Cue and response statistics. Cue statistics provides information about which words were known, and how many responses for each cue were missing. Two files are available, one based on the first response a participant gave (R1), and a second file contains all three responses given by participant (R123). Response statistic includes response counts for tokens and types.

Mandarin Chinese Data (SWOW-ZH23)

Updated 28 March 2025

Warning: the following data are part of a manuscript currently submitted and under review. This release is therefor likely subject to change. Please check back if you decide to use these data in your work.

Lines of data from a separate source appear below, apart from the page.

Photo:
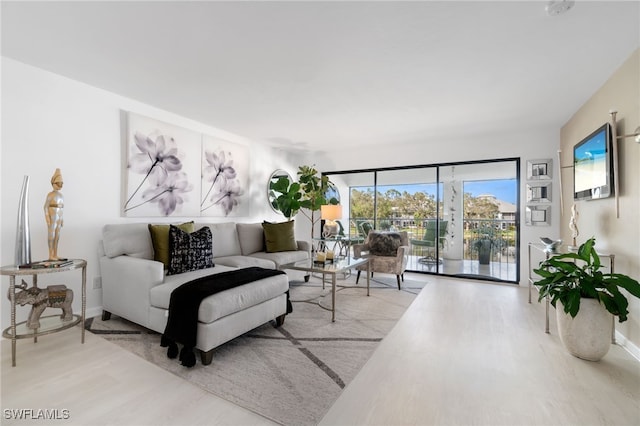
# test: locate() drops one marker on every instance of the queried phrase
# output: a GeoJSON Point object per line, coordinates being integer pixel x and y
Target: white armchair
{"type": "Point", "coordinates": [388, 253]}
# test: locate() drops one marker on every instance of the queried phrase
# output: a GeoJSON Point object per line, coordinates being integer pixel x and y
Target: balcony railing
{"type": "Point", "coordinates": [498, 235]}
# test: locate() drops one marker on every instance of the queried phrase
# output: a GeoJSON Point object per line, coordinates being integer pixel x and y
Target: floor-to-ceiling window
{"type": "Point", "coordinates": [461, 218]}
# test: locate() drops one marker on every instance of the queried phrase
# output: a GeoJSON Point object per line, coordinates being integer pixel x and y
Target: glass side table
{"type": "Point", "coordinates": [48, 324]}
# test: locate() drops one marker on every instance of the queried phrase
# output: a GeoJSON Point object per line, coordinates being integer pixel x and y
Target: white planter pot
{"type": "Point", "coordinates": [588, 335]}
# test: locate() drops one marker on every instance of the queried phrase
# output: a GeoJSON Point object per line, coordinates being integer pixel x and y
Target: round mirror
{"type": "Point", "coordinates": [272, 194]}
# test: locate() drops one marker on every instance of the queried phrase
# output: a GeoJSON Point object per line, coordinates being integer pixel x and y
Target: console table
{"type": "Point", "coordinates": [48, 324]}
{"type": "Point", "coordinates": [539, 249]}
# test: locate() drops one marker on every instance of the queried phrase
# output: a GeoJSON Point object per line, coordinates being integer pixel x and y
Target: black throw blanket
{"type": "Point", "coordinates": [182, 325]}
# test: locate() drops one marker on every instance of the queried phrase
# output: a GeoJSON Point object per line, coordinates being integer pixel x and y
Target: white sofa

Three-response associations were collected from 2016 to 2023 for 10,000 cue words, each answered by about 76 participants on average. Participants were native speakers in Mandarin Chinese or other Chinese dialects. A dataset before the word and participant cleaning are provided, where 85 taboo words in responses were masked, and 19 taboo words in cue words were deleted. Preprocessing ended up including 55 participants for each cue word. A dataset after preprocessing is provided, where containing responses for 10,024 cue words contributed by 30,504 participants, for a total of 551,320 trials. Each row of datasets is a single trial, consisting of demographic information from one participant, and his or her three responses for one cue word. Scripts in MATLAB for preprocessing can be found on the SWOW-ZH github page https://github.com/lib314a/SWOWZH and the raw and preprocessed data, cue and response statistics, and centrality measures currently under review can be found below:

SWOW-ZH23 [49Mb]

We also provide relatedness measures for word pairs based on cosine similarity for associative strength distributions, pointwise mutual information weighted distribution (PPMI), random walk vectors (RW) and compressed random walk vectors. Note that files contain pairwise entries on each row and are xz compressed to reduce file size.

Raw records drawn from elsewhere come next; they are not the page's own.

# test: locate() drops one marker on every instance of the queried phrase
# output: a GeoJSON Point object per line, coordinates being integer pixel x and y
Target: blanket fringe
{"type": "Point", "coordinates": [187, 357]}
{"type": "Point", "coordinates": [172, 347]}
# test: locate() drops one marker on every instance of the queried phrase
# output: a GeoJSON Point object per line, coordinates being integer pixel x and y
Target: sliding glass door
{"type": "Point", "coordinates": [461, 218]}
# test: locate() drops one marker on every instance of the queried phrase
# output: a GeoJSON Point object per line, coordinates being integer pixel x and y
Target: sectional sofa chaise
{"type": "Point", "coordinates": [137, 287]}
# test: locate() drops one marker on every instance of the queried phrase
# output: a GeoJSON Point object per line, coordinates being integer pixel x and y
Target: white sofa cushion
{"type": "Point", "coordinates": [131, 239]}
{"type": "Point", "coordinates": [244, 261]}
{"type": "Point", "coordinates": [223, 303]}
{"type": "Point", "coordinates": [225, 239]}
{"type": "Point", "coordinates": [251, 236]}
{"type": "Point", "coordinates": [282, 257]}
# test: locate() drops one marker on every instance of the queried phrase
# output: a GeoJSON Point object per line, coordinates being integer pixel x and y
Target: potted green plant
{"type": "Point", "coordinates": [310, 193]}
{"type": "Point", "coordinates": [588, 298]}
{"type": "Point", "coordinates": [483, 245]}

Citation: Li, B., Ding, Z., De Deyne, S., & Cai, Q. (2025). A large-scale database of Mandarin Chinese word associations from the Small World of Words project. Behavior Research Methods. doi: 10.3758/s13428-024-02513-1.

Data in other languages.

For data in Spanish, English and Dutch, please see the Small World of Words research page.

Contact simon.dedeyne@unimelb.edu.au to discuss work-in-progress files in other languages.

License

The data are licensed under a Creative Commons Attribution-NonCommercial-NoDerivs 3.0 Unported License. They cannot be redistributed or used for commercial purposes.